Frederik lodewijk, Prins van Hohenlohe-Ingelfingen, was niet meer dan Kapitein bij de Kreitstroepen
| |
| |
ten tijde van den zevenjarigen oorlog. Hij trok opmerking als een schoon man en een goed ruiter. Bij den Vrede trad hij in Pruissischen dienst, met rang van Majoor. In groot aanzien was hij aan het hof van frederik willem den II, en men verzekert, dat het inzonderheid op zijnen raad was, dat de Monarch, in den jare 1792, tot den Veldtogt naar Frankrijk besloot. Ook wordt hohenlohe onder de bevorderaren van den jongsten oorlog genoemd. Toen dezelve op het punt stond van uit te breken, vraagde men hem, wat hij er van verwachtte? ‘Wij zullen Mentz innemen,’ was zijn antwoord.

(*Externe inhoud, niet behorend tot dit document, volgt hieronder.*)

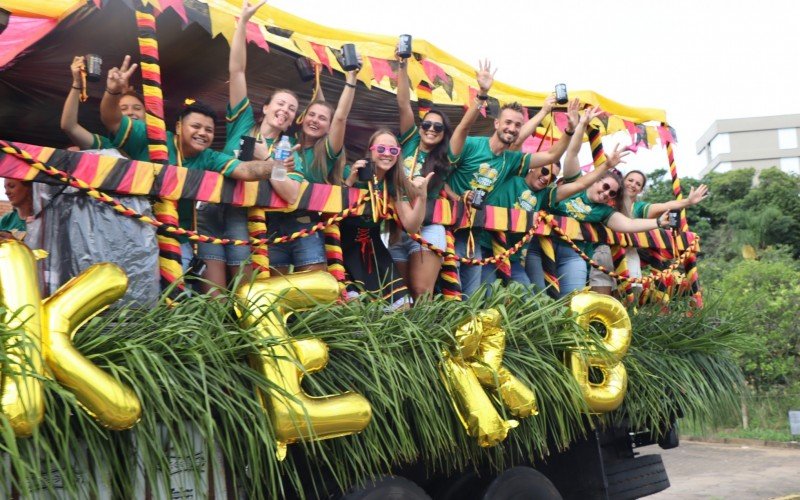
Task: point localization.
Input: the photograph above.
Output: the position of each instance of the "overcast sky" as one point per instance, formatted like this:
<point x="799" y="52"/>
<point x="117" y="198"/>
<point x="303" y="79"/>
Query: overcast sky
<point x="699" y="60"/>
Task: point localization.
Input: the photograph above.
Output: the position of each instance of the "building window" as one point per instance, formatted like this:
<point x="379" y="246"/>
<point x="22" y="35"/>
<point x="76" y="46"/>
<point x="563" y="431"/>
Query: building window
<point x="723" y="167"/>
<point x="787" y="138"/>
<point x="791" y="165"/>
<point x="720" y="144"/>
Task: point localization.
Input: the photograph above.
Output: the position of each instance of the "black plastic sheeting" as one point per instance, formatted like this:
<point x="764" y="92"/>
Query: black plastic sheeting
<point x="34" y="85"/>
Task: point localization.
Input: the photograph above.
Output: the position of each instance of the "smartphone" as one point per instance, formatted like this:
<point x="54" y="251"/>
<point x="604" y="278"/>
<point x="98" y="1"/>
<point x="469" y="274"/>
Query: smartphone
<point x="366" y="172"/>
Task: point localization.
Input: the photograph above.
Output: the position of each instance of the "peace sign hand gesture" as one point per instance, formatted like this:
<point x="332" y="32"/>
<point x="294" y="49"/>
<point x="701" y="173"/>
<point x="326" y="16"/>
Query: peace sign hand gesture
<point x="485" y="76"/>
<point x="117" y="80"/>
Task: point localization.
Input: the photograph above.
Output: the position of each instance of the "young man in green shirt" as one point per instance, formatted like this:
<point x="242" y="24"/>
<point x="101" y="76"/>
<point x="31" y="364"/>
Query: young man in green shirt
<point x="189" y="147"/>
<point x="483" y="162"/>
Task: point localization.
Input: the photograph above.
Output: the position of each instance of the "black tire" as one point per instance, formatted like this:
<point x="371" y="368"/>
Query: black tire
<point x="467" y="485"/>
<point x="387" y="488"/>
<point x="521" y="483"/>
<point x="635" y="478"/>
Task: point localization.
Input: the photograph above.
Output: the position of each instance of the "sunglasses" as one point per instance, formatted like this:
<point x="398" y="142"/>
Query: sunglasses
<point x="437" y="126"/>
<point x="383" y="149"/>
<point x="611" y="192"/>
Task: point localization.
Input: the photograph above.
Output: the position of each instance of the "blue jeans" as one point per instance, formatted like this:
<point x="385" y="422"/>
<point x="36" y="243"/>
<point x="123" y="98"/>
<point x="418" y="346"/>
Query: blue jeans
<point x="302" y="251"/>
<point x="571" y="269"/>
<point x="468" y="275"/>
<point x="223" y="221"/>
<point x="518" y="273"/>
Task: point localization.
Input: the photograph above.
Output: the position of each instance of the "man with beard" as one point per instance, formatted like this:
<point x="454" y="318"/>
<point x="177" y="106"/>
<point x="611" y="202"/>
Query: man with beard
<point x="483" y="162"/>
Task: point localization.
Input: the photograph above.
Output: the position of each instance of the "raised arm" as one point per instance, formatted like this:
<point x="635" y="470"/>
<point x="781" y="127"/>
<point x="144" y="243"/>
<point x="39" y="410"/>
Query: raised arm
<point x="237" y="60"/>
<point x="695" y="197"/>
<point x="485" y="79"/>
<point x="412" y="213"/>
<point x="339" y="121"/>
<point x="404" y="97"/>
<point x="572" y="166"/>
<point x="531" y="125"/>
<point x="623" y="224"/>
<point x="116" y="83"/>
<point x="69" y="115"/>
<point x="553" y="154"/>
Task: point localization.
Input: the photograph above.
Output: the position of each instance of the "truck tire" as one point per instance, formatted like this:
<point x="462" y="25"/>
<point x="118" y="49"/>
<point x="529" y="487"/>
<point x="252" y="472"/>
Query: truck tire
<point x="466" y="485"/>
<point x="521" y="483"/>
<point x="635" y="478"/>
<point x="387" y="488"/>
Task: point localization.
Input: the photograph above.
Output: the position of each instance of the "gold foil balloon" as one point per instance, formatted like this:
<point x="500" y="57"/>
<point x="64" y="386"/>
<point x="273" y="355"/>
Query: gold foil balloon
<point x="294" y="414"/>
<point x="21" y="392"/>
<point x="608" y="394"/>
<point x="480" y="346"/>
<point x="111" y="402"/>
<point x="48" y="327"/>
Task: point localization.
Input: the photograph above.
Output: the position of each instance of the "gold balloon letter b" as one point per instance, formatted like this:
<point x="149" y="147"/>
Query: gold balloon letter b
<point x="607" y="394"/>
<point x="294" y="414"/>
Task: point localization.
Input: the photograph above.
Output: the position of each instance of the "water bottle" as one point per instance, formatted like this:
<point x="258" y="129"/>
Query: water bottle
<point x="282" y="152"/>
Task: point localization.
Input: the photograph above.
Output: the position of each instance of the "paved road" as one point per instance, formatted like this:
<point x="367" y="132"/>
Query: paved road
<point x="722" y="471"/>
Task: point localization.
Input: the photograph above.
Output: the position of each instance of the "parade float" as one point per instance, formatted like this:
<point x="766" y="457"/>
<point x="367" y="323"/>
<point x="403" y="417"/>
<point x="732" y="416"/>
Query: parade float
<point x="281" y="388"/>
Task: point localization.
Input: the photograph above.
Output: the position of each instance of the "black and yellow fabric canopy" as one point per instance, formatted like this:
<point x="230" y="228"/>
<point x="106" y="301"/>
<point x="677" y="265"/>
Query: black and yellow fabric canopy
<point x="193" y="36"/>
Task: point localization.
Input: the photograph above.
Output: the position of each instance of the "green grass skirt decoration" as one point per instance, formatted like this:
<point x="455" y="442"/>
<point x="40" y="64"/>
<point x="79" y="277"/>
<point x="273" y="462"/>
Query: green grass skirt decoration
<point x="188" y="364"/>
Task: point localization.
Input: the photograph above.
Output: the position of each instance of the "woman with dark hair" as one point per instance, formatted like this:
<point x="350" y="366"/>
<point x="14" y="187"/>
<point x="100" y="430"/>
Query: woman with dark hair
<point x="14" y="224"/>
<point x="366" y="258"/>
<point x="189" y="146"/>
<point x="634" y="183"/>
<point x="426" y="150"/>
<point x="279" y="112"/>
<point x="593" y="205"/>
<point x="322" y="152"/>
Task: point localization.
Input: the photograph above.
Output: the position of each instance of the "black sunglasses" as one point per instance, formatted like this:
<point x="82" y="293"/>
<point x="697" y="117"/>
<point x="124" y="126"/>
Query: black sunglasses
<point x="437" y="126"/>
<point x="611" y="193"/>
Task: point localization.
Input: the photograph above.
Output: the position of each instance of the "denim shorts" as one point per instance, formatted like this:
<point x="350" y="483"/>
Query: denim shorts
<point x="432" y="233"/>
<point x="223" y="221"/>
<point x="300" y="252"/>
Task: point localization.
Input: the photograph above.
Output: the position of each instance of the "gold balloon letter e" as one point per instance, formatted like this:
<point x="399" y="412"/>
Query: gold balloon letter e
<point x="294" y="414"/>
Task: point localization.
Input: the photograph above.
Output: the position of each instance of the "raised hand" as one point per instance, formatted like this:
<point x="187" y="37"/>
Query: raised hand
<point x="590" y="114"/>
<point x="697" y="195"/>
<point x="249" y="11"/>
<point x="485" y="76"/>
<point x="573" y="113"/>
<point x="419" y="185"/>
<point x="117" y="80"/>
<point x="75" y="68"/>
<point x="617" y="156"/>
<point x="549" y="103"/>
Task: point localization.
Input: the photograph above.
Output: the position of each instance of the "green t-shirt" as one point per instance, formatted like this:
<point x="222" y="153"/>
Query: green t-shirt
<point x="479" y="168"/>
<point x="414" y="158"/>
<point x="640" y="209"/>
<point x="240" y="121"/>
<point x="305" y="167"/>
<point x="580" y="208"/>
<point x="515" y="193"/>
<point x="101" y="142"/>
<point x="132" y="138"/>
<point x="12" y="222"/>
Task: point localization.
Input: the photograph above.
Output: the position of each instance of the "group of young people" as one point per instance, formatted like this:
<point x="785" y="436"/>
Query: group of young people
<point x="419" y="162"/>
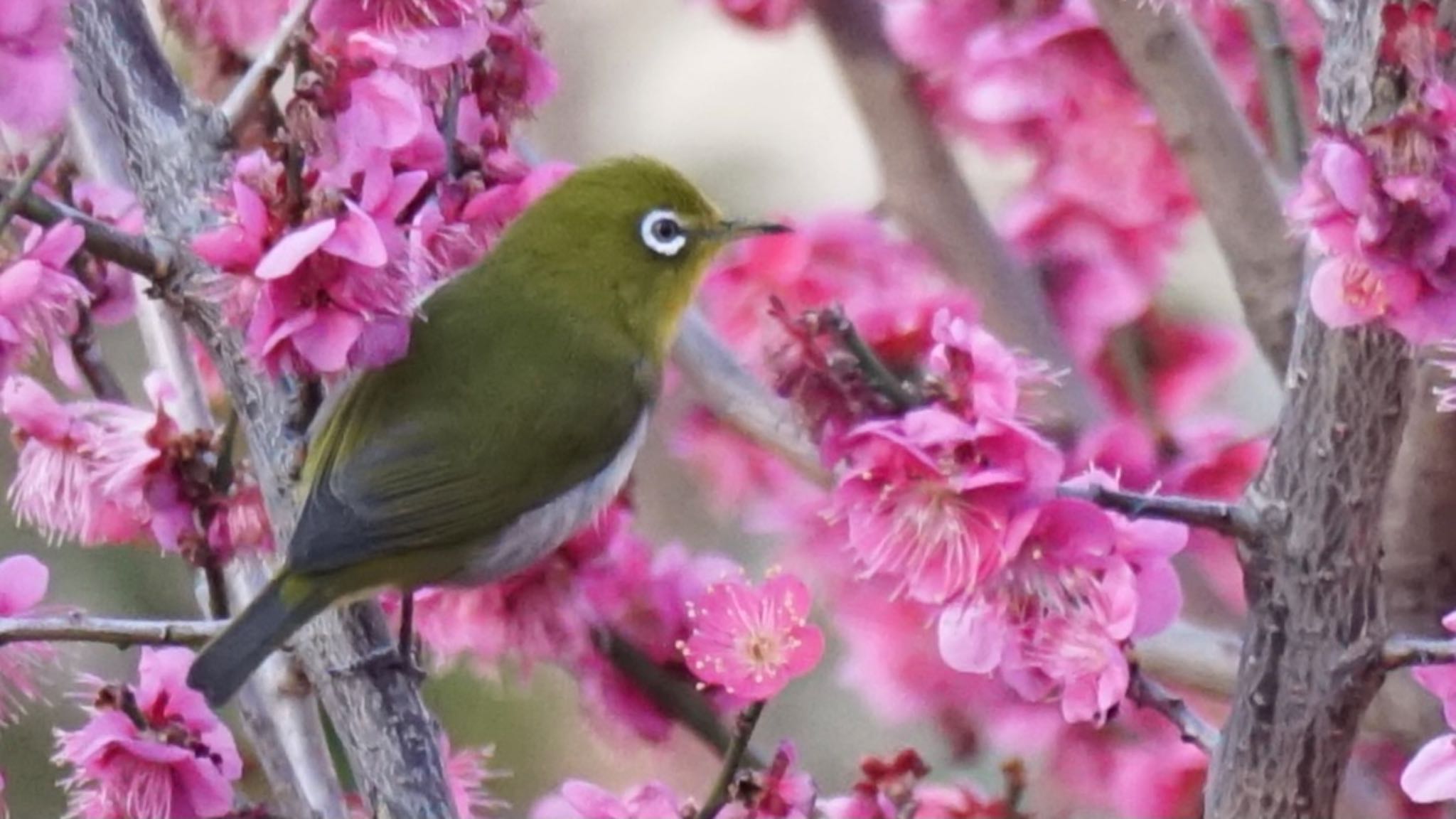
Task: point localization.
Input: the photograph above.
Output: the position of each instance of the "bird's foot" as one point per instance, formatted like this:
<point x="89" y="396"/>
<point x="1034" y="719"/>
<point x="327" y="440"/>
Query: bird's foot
<point x="385" y="659"/>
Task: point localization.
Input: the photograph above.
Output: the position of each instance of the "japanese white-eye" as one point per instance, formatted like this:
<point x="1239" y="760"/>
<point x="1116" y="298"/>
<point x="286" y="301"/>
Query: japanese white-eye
<point x="513" y="419"/>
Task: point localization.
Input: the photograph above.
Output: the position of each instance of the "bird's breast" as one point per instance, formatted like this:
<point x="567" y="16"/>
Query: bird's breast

De bende, of liever het leger, waarover hij het bevel voerde, werd het eerst geslagen bij Saalfeld. De wijze krijgsbewegingen van Keizer napoleon vernietigden alle zamenwerking van 's Prinsen leger met dat des Konings: gezamenlijk werden zij geslagen op den veertienden October, doch, om zoo te spreken, bij gedeelten: dit is de reden, dat de Pruissen van dit vermaard gevecht twee Veldslagen maken, dien van Jena en van Auerstadt. De Prins van hohenlohe, de vlugt nemende om Stettin te bereiken, werd door de Franschen bij Prentzlow achterhaald, en genoodzaakt, met zestienduizend man de wapens neder te leggen. Hij beschuldigde den Generaal blucher, dat hij hem niet was te hulp gekomen.
Fransche officiers verhalen, dat de Prins van hohenlohe, in den zomer des jaars 1806, kort voor den Pruissischen Veldtogt, met hun over de krijgskunst pratende, tot hen zeide: ‘Ongetwijfeld zijt gij zeer dappere lieden; maar gij weet u niet in acht te nemen. Indien ik immer tegen u den krijg voere, zal ik u bij divisien opligten.’ Zoodanig was in het algemeen de blinde vermetelheid der Pruissische officieren van allerlei rang; de bekwaamsten waren naauwelijks in staat om onderscheid te maken tusschen de Parade en den Oorlog.